Rep. Keith Ellison (D-Minn.), whose district is home to the largest Somali population in the United States, is pushing Washington to provide a smarter — and safer — solution. In an April 27 letter to Secretary of State John Kerry, Ellison and 10 other lawmakers called the flow of Somali remittances an “urgent humanitarian and national security issue,” and warned that more money could go underground.
“Routing remittances through traditional financial institutions provides greater transparency and security — better not only for those sending and receiving remittances, but also for enforcement of rules against terrorist financing,” the letter said.
Kerry made a brief stop in Mogadishu on May 5, but did not publicly discuss the remittance issue — an omission that drew criticism from humanitarian aid advocates, including Oxfam senior policy adviser Scott Paul.
“Given the multiple Somali delegations to Washington this year devoted primarily to securing remittance flows, it’s impossible to imagine that Somali leaders didn’t ask Secretary Kerry what is being done to ease money transfers,” Paul said in a blog post.
It’s not just bank closures that have caused problems. Other U.S. remittance companies say their wire transfers have been held up at banks or rejected, causing delays in payments getting to Somalia.
Aden Hassan, compliance manager for Somali money transmitter Kaah Express, said his Minneapolis company hasn’t yet had to carry cash out of the country. But it may soon have to, if delays continue to hold up money transfers.
“On some days, we have to completely shut down because the agents in Africa for 10 days received not a single dime from us,” Hassan said in a phone interview with FP.
As remittance companies put more effort into moving money out of the U.S., they’ve also raised prices. Fees for money transfers to Somalia have risen from 5 percent of the amount sent, to 6 or 7 percent, according to agents in Minneapolis and Columbus, Ohio, the two U.S. cities with the largest Somali populations.
Additionally, many agents now require money orders because they can’t process cash, further increasing transfer costs. And some remittance companies are shutting down their more remote branches, in places like Fargo, N.D. and Kansas City, Mo., that have become too difficult to operate without a domestic banking account to move the money from one part of the U.S. to another.

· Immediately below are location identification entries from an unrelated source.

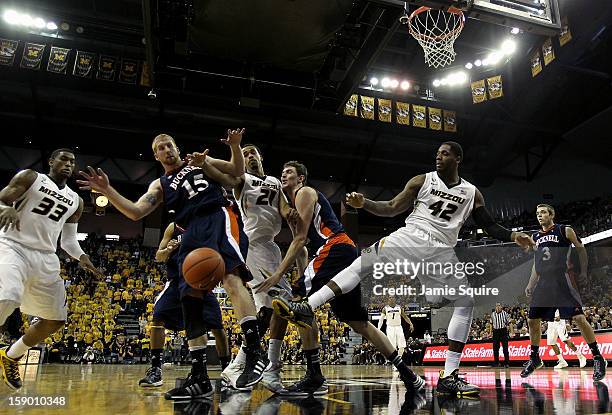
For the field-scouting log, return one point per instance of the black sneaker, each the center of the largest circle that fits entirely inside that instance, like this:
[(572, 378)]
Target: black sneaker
[(10, 370), (531, 366), (194, 387), (152, 378), (256, 363), (298, 312), (599, 367), (455, 386), (308, 386)]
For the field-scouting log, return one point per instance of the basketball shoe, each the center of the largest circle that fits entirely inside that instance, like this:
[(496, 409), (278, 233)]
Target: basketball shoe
[(10, 370), (153, 378), (297, 312), (456, 386)]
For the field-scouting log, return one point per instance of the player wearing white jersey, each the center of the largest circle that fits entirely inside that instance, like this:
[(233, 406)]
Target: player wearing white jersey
[(263, 206), (442, 202), (557, 329), (34, 210), (393, 315)]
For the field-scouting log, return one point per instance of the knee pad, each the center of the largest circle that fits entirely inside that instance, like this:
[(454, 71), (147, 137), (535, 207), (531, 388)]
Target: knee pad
[(263, 320), (459, 326), (193, 318)]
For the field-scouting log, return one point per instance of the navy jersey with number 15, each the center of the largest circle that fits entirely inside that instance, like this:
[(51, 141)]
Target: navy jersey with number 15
[(189, 192)]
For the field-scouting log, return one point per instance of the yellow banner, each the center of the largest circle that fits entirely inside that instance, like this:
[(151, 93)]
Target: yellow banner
[(479, 92), (435, 118), (548, 52), (450, 121), (402, 113), (496, 88), (384, 110), (367, 108), (566, 35), (419, 119), (536, 63)]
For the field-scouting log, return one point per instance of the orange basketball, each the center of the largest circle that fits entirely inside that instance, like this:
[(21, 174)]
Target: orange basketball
[(203, 269)]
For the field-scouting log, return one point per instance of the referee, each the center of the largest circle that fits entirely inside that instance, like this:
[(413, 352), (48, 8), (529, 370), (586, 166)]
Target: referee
[(499, 320)]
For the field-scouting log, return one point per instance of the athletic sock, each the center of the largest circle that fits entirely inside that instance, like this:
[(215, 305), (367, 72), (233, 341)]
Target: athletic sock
[(313, 364), (156, 357), (274, 347), (593, 346), (250, 332), (402, 368), (452, 362), (198, 360), (17, 349), (320, 297), (224, 361)]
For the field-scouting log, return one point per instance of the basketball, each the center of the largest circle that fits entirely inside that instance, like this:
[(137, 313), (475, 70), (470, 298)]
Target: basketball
[(203, 269)]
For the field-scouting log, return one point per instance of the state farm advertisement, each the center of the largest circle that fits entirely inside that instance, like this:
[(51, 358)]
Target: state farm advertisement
[(520, 350)]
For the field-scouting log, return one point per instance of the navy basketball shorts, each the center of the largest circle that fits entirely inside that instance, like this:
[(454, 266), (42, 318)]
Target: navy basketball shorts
[(337, 254), (222, 231)]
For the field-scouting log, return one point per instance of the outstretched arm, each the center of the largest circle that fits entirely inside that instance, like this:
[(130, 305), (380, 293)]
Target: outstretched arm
[(389, 208)]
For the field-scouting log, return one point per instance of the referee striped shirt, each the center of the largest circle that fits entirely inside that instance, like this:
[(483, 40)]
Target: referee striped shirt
[(500, 320)]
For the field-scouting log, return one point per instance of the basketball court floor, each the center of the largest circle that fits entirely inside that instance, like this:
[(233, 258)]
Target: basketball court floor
[(355, 390)]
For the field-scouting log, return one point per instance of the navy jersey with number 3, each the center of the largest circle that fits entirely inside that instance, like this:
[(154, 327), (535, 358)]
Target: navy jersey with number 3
[(189, 192)]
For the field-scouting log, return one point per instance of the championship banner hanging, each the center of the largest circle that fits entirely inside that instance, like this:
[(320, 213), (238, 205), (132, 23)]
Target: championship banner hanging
[(479, 92), (450, 121), (435, 118), (402, 114), (32, 56), (384, 110), (83, 64), (495, 86), (58, 60), (8, 49), (367, 108), (566, 35), (419, 119), (129, 71), (106, 68), (536, 63), (548, 52)]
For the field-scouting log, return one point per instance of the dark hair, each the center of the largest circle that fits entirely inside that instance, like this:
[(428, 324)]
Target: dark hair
[(300, 169), (455, 148), (55, 153)]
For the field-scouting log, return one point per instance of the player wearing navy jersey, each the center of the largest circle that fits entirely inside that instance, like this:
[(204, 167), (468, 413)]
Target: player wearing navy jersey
[(551, 287), (441, 202), (201, 208), (34, 210), (318, 223), (168, 312)]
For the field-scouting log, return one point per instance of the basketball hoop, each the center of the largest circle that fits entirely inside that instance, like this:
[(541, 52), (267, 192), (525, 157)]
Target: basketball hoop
[(436, 32)]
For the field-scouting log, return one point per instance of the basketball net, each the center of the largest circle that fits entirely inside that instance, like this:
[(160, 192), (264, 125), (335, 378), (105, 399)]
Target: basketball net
[(436, 32)]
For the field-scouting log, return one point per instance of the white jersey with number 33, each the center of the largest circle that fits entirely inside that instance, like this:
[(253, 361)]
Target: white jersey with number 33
[(441, 211), (259, 206), (42, 210)]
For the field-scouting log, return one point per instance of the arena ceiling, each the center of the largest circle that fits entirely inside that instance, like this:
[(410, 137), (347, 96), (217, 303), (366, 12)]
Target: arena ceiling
[(283, 69)]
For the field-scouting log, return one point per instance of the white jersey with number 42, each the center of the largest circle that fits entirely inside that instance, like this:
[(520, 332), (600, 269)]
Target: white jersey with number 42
[(259, 206), (42, 210), (441, 211)]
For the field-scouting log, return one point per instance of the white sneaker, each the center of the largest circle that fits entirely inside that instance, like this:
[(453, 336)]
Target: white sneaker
[(272, 377), (231, 373)]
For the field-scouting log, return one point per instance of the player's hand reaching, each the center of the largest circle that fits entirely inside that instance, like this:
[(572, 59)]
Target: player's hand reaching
[(197, 159), (355, 200), (95, 180), (85, 263), (234, 137), (9, 219), (524, 241)]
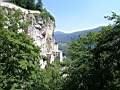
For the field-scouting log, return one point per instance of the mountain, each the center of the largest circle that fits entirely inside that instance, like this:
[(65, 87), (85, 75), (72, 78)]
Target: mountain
[(62, 37)]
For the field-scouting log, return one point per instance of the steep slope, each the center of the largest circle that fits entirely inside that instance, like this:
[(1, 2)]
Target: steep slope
[(62, 37)]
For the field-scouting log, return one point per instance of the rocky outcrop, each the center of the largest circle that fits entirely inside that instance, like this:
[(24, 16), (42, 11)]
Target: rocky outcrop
[(40, 32)]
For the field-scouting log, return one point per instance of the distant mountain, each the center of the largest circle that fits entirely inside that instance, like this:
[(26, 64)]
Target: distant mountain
[(62, 37)]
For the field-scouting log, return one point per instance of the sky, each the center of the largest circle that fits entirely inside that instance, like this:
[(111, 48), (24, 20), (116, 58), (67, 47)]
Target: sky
[(76, 15)]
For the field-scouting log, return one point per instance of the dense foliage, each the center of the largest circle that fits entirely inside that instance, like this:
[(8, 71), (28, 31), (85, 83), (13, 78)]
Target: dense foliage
[(28, 4), (96, 60)]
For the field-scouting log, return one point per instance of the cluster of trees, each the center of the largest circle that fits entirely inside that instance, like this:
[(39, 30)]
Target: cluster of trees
[(95, 60), (19, 58), (29, 4)]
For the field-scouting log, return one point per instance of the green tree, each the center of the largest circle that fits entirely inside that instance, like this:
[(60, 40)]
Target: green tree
[(28, 4), (39, 5), (19, 57), (96, 60)]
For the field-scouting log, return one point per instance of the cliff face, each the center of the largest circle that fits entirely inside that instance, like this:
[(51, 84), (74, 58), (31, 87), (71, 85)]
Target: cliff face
[(40, 32)]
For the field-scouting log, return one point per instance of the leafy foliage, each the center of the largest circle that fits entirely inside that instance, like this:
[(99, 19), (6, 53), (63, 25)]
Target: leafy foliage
[(95, 60), (19, 57)]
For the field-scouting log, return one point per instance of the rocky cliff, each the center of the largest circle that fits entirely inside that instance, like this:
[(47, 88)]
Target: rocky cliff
[(41, 32)]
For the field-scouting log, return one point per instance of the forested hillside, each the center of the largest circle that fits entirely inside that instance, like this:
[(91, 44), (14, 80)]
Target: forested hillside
[(93, 61), (62, 37)]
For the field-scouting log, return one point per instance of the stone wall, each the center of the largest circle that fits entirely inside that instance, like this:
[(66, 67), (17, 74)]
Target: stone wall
[(40, 32)]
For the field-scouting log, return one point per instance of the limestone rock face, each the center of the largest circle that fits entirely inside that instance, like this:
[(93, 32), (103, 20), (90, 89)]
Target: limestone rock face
[(40, 32)]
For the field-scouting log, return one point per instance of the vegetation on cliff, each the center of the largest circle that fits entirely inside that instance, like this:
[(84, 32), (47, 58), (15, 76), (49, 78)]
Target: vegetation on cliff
[(95, 60), (31, 5)]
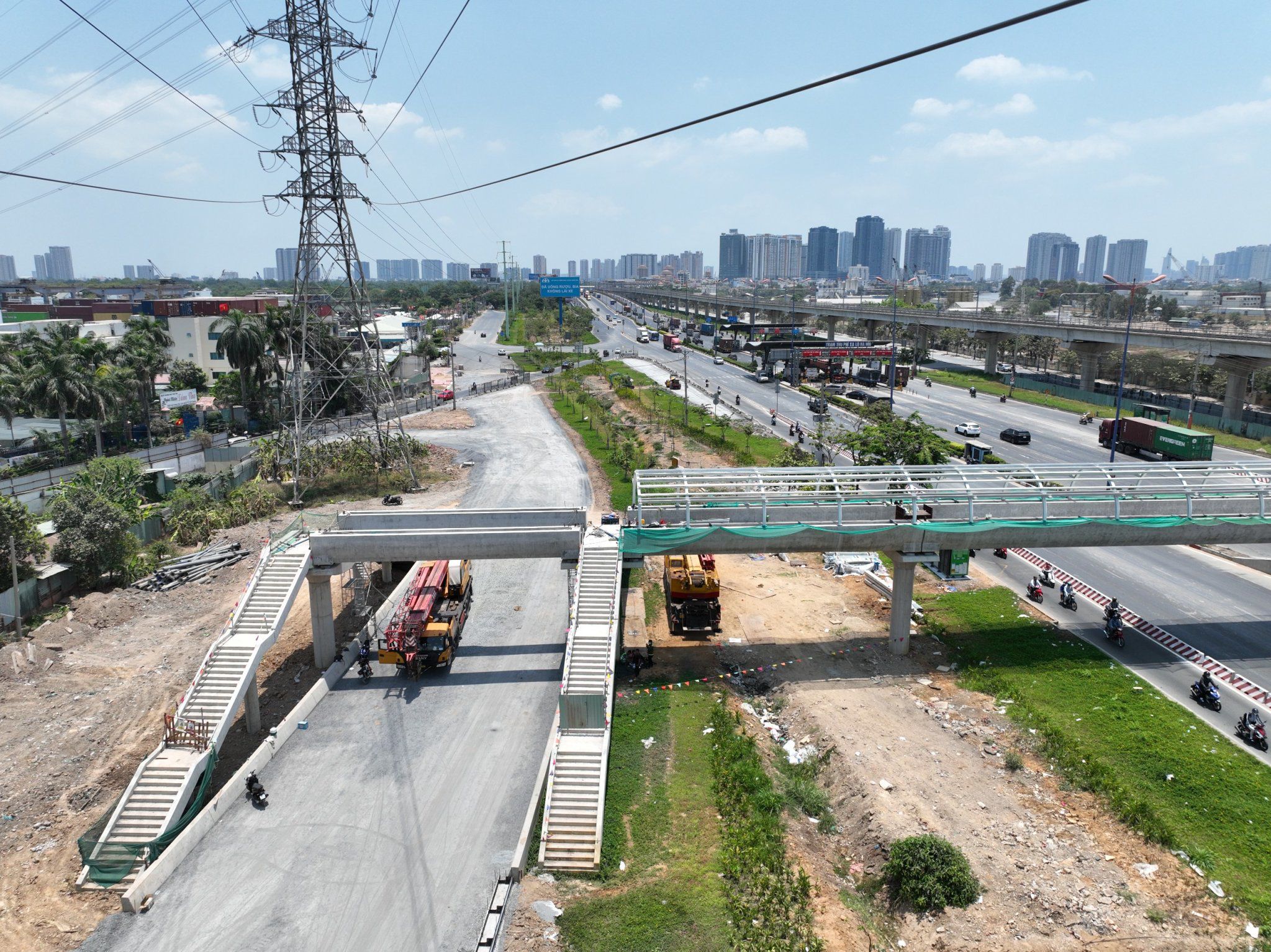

In Cleveland, for example, the rate to transfer money has doubled as the number of remittance companies has declined, said Jibril Mohamed, executive director of the Somali Community Access Network in Ohio. That has left Somali immigrants little choice but to pay the fees — eating into the money available to send back home.
“People depend on these money transfers,” Mohamed said. “So there’s no way to put food on the table if they don’t get the money they’re expecting from a relative.”
Accurate and timely information about money moving out of the U.S. and to Somalia is hard to obtain, according to the U.S. Treasury Department — meaning it remains unclear if the cash flow has in fact ebbed. The Treasury Department is working with the World Bank on a survey about remittances to Somalia and elsewhere for G-20 governments, due to be sent out in the next several weeks.
Remittance companies within the U.S. are regulated on a state-by-state basis, and there is no collective attempt to gather data on where money transfers are going. That has spurred the industry to demand federal regulation, largely in an effort to reassure banks, but also to simplify the bureaucratic web of rules and inspections each state requires.
Federal regulators have issued guidance and hosted discussions on the plight of Somalis in the U.S. who see money transfer firms as a lifeline to their homeland. Yet many Somalis — and the small businesses trying to help them — remain frustrated with the response from Washington.
“From the government side there’s been nothing; I think their position is just to wait and see,” said Hassan. “That’s been their mentality for too long, because we’ve been shouting about this for years. And every time there’s a crisis, there’s a temporary solution found, but then another bank closes.”